Background: Somatic HER2 (ERBB2) and HER3 (ERBB3) mutations can lead to constitutive HER2 activation in the absence of gene amplification. They occur in a variety of solid tumors with a prevalence that does not exceed 5-10% in any tumor type. Activating HER2 mutations occur in the HER2 receptor extracellular and transmembrane domains, and at multiple hotspots in the kinase domain, with no single mutation predominating. Neratinib, an irreversible pan-HER tyrosine kinase inhibitor, inhibits growth of HER2- and HER3-mutant tumors in preclinical models. We explored the clinical activity of neratinib in pts with HER2/HER3 mutant cancers in SUMMIT, a global (9 countries), multicenter, multi-histology, phase II ‘basket’ trial.

Methods: Pts with advanced solid tumors and locally documented HER2/HER3 mutations received neratinib 240 mg daily with high-dose loperamide prophylaxis during cycle 1. Primary endpoint: objective response rate at week 8 (ORR8) per RECIST 1.1; pts without RECIST-measurable disease were assessed separately using FDG-PET. Retrospective confirmation of HER2/HER3 mutations, as well as a broader cancer gene profiling, was performed using both tumor and plasma-derived cfDNA. For each tumor type, using Simon’s optimal 2-stage design, a true ORR8 ≤10% was considered unacceptable (null hypothesis) whereas a true ORR8 ≥30% (alternative hypothesis) merited further study. Interim data cut: 16-Dec-2016. NCT01953926.

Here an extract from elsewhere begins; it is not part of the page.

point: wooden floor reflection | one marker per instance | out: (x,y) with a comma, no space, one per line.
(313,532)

Results: 141 (125 HER2, 16 HER3) pts have received neratinib including 125 efficacy-evaluable pts (110 HER2, 15 HER3). 21 unique cancer types were enrolled (most common: breast, lung, bladder, colorectal cancer). 30 HER2 and 12 HER3 mutations were observed, the most frequent HER2 variants involving S310, L755, A755_G776insYVMA and V777. In the HER2-mutant cohort, clinical responses were observed in tumors with S310, L755, V777, P780_Y781insGSP, and A775_G776insYVMA. When stratified by tumor type, responses were observed in pts with breast, cervical, biliary, salivary and non-small-cell lung cancers, which led to indication-specific cohort expansions. No activity was observed in the HER3-mutant cohort. Tumor and/or cfDNA from 116 pts has been sequenced centrally. Of these, the locally reported HER2/3 mutation was confirmed in 108 (93%), a discordant HER2/3 mutation detected in 5 (4%), and not detected in 3 (3%). Co-mutation patterns in different tumor types and their association with neratinib sensitivity/resistance are under review.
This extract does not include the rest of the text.